Half the population are significantly under-represented in business boardrooms and on public plinths – indeed, anywhere power resides, writes Gavin Esler
This could be the century of women as more female voices call for change
Are you by any chance called James or John? If so, then you may have won the lottery of life.
The number of chief executives of US Fortune 500 companies called James exceeds the number of chief executives who are women.
And according to research for the New York Times, the number of top CEOs who are called John and the number who are women are roughly the same.
In Britain feminist campaigner Caroline Criado Perez estimates that the number of statues in public places in Britain of men called John exceeds that of all women put together.
If statues of Queen Victoria are discounted then only three per cent of public statues in Britain celebrate the achievements of women.
It does not take a mathematical genius to work out that half the population are not only significantly under-represented in business boardrooms and on public plinths but also in the UK Parliament and American Congress; indeed, anywhere power resides.
As the New York Times put it: “Fewer Republican senators are women than men named John - despite the fact that Johns represent 3.3 per cent of the population while women represent 50.8 per cent. Fewer Democratic governors are women than men named John. And fewer women directed the top-grossing 100 films last year than men named Michael and James combined.”
At this point a (probably male) reader might argue that there are plenty of prominent and successful women in the world.
In Britain the head of state, Queen Elizabeth II, is, of course, a woman. So is the British Prime Minister Theresa May, German Chancellor Angela Merkel, the First Minister of Scotland Nicola Sturgeon and the former First Minister of Northern Ireland Arlene Foster.

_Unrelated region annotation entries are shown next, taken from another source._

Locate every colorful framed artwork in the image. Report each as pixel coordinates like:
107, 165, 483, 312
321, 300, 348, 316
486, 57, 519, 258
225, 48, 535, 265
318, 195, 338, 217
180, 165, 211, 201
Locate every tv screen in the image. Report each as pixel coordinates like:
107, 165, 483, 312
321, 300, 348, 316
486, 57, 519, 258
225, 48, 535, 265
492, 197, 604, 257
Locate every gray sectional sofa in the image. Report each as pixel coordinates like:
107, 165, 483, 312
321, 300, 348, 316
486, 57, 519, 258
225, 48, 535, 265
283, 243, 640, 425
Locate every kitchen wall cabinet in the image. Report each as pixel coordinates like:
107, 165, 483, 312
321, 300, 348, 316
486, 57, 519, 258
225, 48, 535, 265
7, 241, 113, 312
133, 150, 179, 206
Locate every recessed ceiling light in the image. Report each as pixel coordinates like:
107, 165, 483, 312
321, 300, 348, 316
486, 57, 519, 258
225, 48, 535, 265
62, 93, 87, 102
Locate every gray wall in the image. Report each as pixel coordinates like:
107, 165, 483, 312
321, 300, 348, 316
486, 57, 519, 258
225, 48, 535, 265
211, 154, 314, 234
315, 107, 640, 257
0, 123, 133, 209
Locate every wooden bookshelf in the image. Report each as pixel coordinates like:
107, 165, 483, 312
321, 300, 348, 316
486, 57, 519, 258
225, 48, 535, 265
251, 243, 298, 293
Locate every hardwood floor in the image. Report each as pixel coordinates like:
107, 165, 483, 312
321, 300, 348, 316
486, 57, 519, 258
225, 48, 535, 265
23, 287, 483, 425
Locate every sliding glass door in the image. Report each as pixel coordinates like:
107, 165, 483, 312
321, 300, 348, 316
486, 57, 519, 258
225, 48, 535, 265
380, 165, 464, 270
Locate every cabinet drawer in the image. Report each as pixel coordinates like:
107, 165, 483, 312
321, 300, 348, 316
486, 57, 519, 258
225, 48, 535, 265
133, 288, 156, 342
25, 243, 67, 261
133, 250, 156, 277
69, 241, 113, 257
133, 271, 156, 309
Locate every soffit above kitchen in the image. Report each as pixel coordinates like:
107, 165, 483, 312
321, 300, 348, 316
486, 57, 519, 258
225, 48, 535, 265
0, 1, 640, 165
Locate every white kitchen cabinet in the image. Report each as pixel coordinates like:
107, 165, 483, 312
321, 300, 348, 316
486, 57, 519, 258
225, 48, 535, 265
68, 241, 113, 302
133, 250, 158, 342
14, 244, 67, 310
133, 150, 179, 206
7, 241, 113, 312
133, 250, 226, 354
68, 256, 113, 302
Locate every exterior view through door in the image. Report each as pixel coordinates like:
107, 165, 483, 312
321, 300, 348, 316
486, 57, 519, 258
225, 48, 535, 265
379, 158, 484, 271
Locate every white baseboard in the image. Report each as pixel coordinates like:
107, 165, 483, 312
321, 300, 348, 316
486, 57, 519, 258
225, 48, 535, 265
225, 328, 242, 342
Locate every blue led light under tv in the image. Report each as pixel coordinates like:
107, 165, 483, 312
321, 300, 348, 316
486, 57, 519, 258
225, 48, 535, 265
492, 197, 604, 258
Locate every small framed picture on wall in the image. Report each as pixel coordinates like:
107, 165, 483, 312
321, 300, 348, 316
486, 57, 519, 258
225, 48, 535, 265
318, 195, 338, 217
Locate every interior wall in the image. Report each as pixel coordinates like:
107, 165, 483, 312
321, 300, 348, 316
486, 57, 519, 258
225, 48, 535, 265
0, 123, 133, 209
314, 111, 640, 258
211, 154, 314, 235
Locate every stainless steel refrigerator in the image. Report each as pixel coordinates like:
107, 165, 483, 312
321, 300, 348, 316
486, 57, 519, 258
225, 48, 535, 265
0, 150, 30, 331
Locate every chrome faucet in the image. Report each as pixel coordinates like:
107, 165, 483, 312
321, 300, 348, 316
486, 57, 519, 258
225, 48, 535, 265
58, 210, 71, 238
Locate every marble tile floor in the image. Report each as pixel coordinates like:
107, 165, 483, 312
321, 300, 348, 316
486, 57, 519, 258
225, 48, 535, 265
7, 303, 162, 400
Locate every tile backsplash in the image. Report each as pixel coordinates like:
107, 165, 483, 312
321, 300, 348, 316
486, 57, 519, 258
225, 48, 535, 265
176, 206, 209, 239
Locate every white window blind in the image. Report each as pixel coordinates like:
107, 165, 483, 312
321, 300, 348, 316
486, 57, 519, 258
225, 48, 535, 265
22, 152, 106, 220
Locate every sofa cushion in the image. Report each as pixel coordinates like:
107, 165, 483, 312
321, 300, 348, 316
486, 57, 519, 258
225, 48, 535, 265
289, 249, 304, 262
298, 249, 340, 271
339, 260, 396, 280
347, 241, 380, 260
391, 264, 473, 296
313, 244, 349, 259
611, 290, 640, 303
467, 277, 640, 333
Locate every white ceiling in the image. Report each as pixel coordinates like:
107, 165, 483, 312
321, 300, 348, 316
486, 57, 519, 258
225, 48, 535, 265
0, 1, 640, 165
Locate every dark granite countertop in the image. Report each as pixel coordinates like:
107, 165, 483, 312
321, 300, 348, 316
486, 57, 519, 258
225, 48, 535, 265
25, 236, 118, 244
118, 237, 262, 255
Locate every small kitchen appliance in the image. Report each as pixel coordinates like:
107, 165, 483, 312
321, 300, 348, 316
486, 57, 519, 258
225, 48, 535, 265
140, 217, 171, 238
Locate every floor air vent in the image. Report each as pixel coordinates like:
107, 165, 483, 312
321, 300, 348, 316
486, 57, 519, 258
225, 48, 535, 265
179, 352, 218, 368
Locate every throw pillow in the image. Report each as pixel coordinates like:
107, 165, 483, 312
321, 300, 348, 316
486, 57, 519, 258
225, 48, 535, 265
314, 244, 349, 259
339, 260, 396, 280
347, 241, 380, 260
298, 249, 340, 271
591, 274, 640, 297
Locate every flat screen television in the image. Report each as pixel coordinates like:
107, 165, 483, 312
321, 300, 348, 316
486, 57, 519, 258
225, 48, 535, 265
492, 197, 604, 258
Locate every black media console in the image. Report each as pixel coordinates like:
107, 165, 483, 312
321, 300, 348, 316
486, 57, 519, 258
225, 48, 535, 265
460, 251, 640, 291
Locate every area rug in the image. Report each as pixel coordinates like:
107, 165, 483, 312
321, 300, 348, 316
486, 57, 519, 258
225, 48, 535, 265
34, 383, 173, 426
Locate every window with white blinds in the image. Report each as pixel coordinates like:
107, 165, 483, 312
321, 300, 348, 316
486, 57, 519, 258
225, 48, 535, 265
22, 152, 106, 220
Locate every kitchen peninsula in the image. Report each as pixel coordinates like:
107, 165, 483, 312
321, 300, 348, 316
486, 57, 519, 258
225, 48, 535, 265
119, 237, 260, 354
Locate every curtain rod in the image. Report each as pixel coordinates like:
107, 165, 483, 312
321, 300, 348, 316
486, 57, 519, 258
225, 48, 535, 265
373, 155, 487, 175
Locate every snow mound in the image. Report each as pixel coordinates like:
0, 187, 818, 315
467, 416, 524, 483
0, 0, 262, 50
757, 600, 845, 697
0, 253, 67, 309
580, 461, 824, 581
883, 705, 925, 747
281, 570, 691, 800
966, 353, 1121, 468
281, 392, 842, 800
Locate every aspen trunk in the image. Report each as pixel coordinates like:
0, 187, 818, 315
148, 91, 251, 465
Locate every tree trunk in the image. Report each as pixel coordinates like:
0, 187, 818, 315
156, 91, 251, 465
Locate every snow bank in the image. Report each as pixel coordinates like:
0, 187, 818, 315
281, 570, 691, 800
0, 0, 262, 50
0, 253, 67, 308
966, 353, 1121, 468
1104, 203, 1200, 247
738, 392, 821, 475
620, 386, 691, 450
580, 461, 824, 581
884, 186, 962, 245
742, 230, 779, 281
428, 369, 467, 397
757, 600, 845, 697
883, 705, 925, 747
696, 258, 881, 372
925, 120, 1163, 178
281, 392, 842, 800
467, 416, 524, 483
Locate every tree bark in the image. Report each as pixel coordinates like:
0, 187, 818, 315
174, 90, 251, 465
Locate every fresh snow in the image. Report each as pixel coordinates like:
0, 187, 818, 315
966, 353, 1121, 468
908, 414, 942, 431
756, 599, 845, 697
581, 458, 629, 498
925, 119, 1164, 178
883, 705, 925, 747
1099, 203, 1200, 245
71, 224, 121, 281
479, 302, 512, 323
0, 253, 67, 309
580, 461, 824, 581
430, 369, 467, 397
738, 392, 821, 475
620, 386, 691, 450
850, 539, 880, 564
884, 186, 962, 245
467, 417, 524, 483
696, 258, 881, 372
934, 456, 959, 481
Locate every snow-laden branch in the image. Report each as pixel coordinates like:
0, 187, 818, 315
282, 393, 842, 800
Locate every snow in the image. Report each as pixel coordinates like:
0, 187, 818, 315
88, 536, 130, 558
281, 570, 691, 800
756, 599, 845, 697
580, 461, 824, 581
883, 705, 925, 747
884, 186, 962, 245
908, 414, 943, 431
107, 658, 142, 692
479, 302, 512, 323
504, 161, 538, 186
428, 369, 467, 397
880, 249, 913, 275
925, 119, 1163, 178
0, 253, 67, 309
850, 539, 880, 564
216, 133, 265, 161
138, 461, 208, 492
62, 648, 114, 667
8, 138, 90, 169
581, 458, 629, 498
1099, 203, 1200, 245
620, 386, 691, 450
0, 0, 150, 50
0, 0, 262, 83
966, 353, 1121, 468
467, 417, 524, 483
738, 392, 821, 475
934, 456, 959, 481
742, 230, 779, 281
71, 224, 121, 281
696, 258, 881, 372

Over the past couple of years, Ms Criado Perez hit the headlines in Britain with very successful campaigns to recognise women who have played an important role in Britain’s cultural life.
One was the novelist Jane Austen. Thanks to Ms Criado Perez, Austen now has her face on a British £10 note.
Another campaign celebrated Millicent Fawcett, who fought more than a century ago for women’s right to vote. This right was finally extended to all British women over the age of 21 in 1928.
A couple of months ago, Fawcett’s statue was unveiled in Parliament Square, central London. She has become the first woman to be celebrated there, among male worthies including Winston Churchill, Nelson Mandela, Benjamin Disraeli, Mahatma Gandhi and Abraham Lincoln.
The statue bears one of her most famous phrases: “Courage calls to courage everywhere”.
There are encouraging signs for women in other countries too. Saudi Arabia has moved to allow women to drive and taken measures gradually to change elements of more conservative culture.
We should support the reforms and praise them when they happen because changing cultural traditions is one of the most difficult steps for any society to take.
In the US and western Europe, the MeToo movement has exposed the fact that sexual harassment of women by powerful men has been an abominable but common practice for years, especially in politics and the entertainment industries.
That culture is now, thankfully, changing too but it will be a long fight. A friend of mine, for example, is among a number of women trying to change the ethos of British universities to ensure the harassment she herself suffered years ago is not repeated for the female students of today.
But it’s not a positive picture everywhere. Every action seems to result in a strong reaction from some.
One British Labour MP, Jo Cox, was murdered for campaigning against Brexit.
The Indian author Anuradha Roy spoke to me recently about her novels and her very disturbing fictional accounts of the way many women are treated in traditional Indian society.
Ms Roy was very forthright in praising the Indian economic miracle of the past few decades but equally outspoken in exposing violence against women and the way it is apparently tolerated by some Indian politicians and others in positions of power.
If the 19th century was the British century and the 20th was the American century, perhaps forecasts that the 21st will be the Chinese century might turn out to be true.
But given the changes of the past two decades, we might well come to think of the 21st century not in regional terms but as the century of women worldwide.
And before every James and John starts to complain about losing out, maybe we should reflect that loving our mothers, sisters and daughters is a wonderful thing but it’s not enough.
They need our respect and a fair chance at succeeding in the world too, according to their talents not their gender.